Les jeunes filles et les dames gagnent sans difficulté leur existence. A un âge donné, les femmes prennent part active aux séances où se décident les intérêts de l’Association, émettent librement leurs opinions et. votent comme les hommes. L’égalité industrielle et sociale des sexes se trouve ainsi établie comme d’elle-même . et ici encore la nouveauté paraît chose si simple et si naturelle que, sans aucun doute, la plupart des civilisés ne songeraient pas même, en face du fait, qu’ils ont devant eux toute une grande évolution historique accomplie.
Les heures qui ne sont pas employées au service de l’Association ne donnent lieu, cela va sans dire, à aucune rétribution; mais aucun travail n’est obligatoire; chacun se dispense, quand il lui plaît, de sa tâche; cependant, tous les travaux nécessaires s’exécutent régulièrement. On ne sent à la N.A. Ph. aucune domination, aucune contrainte; il n’y existe pas l’ombre d’une autorité ayant capacité pour enjoindre, réprimer, punir; toutes choses, néanmoins, s’y passent fort con venablement; on ne rencontrerait nulle part des mœurs plus honorables et plus décentes. Aussi imaginé-je que tant de braves gens qui ne peuvent se représenter la pratique de l’Association que comme l’abomination de la désolation, seraient bien plus surpris encore de ce qu’ils n’y sauraient trouver que ce qu’ils y pourraient voir. Un effet de ce genre s’est produit sur les civilisés voisins. Ceux-ci, lors de la fondation, s’émurent; ils redoutaient un foyer de pestilence. Ils n’ont pas tardé à se rassurer et à vivre avec l’Association en bonne entente.

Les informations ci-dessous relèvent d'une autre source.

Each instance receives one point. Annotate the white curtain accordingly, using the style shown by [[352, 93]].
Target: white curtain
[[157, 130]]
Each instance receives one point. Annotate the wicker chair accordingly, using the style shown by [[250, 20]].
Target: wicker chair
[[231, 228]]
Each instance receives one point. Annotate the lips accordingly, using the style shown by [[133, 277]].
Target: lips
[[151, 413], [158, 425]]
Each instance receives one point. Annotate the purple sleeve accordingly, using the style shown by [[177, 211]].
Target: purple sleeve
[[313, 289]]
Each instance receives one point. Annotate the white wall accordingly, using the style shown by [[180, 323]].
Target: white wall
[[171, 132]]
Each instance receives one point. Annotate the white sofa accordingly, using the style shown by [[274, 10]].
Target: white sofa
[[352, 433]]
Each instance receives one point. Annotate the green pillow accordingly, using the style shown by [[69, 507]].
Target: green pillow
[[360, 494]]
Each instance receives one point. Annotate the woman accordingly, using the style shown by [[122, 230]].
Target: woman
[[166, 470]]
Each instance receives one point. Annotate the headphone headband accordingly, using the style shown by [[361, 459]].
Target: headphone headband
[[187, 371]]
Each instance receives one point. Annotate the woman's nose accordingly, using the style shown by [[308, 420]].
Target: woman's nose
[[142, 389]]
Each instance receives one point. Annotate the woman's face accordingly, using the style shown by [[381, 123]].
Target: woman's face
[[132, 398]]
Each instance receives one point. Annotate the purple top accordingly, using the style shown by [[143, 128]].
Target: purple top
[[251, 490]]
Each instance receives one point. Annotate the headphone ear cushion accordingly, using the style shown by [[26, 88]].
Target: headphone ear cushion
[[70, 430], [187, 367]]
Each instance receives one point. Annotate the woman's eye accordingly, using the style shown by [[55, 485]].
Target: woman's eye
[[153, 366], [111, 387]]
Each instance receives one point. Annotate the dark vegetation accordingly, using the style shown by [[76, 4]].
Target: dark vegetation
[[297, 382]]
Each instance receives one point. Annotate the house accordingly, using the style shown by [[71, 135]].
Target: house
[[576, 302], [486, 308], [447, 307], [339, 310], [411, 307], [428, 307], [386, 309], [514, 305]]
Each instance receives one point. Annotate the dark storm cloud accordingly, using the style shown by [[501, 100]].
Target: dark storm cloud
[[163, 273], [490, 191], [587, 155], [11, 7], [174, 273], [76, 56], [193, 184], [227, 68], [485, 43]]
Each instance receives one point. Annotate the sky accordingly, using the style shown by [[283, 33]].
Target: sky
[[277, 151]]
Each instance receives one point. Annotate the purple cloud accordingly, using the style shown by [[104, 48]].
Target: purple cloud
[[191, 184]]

Tout être vivant est une Association. La variété, la richesse des éléments intégrants et le degré de l’organisation, font les différences. En ce sens, la petite phalange du New-Jersey est un zoophyte sociétaire. Il y faudrait une réforme radicale, conséquemment un élan et un parti pris de progrès, difficiles après dix années d’existence, pour qu’elle pût s’élever à un ordre supérieur. Quoi qu’il en soit, ses fondateurs auront acquis des droits incontestables dans l’histoire des origines de l’Ordre sociétaire. Elle possède, comme je l’ai indiqué sommairement, une précieuse valeur d’étude et de démonstration, sinon pour les civilisés, du moins pour les phalanstériens versés dans la science dont elle confirme les données en positif et en négatif de la façon la plus formelle. Elle prouve d’ailleurs un fait qui peut avoir une grande importance pour la pratique de la transition. Ce fait, que nous avions déjà admis et énoncé sur le rapport de Br., c’est que le caractère américain se prête assez aisément aux degrés d’association les plus rudimentaires eux-mêmes. En Europe, avec nos populations méridionales surtout, une association semblable à celle-là ne tiendrait pas quinze jours. Elle éclaterait en dissensions de toutes sortes. La nature froide, réservée, et la sociabilité plus raisonnable que passionnée des Américains du Nord, supporte des états transitoires auxquels il serait téméraire de soumettre des éléments européens purs. L’examen de ce phénomène n’avait pas moins que beaucoup d’autres droit à toute mon attention.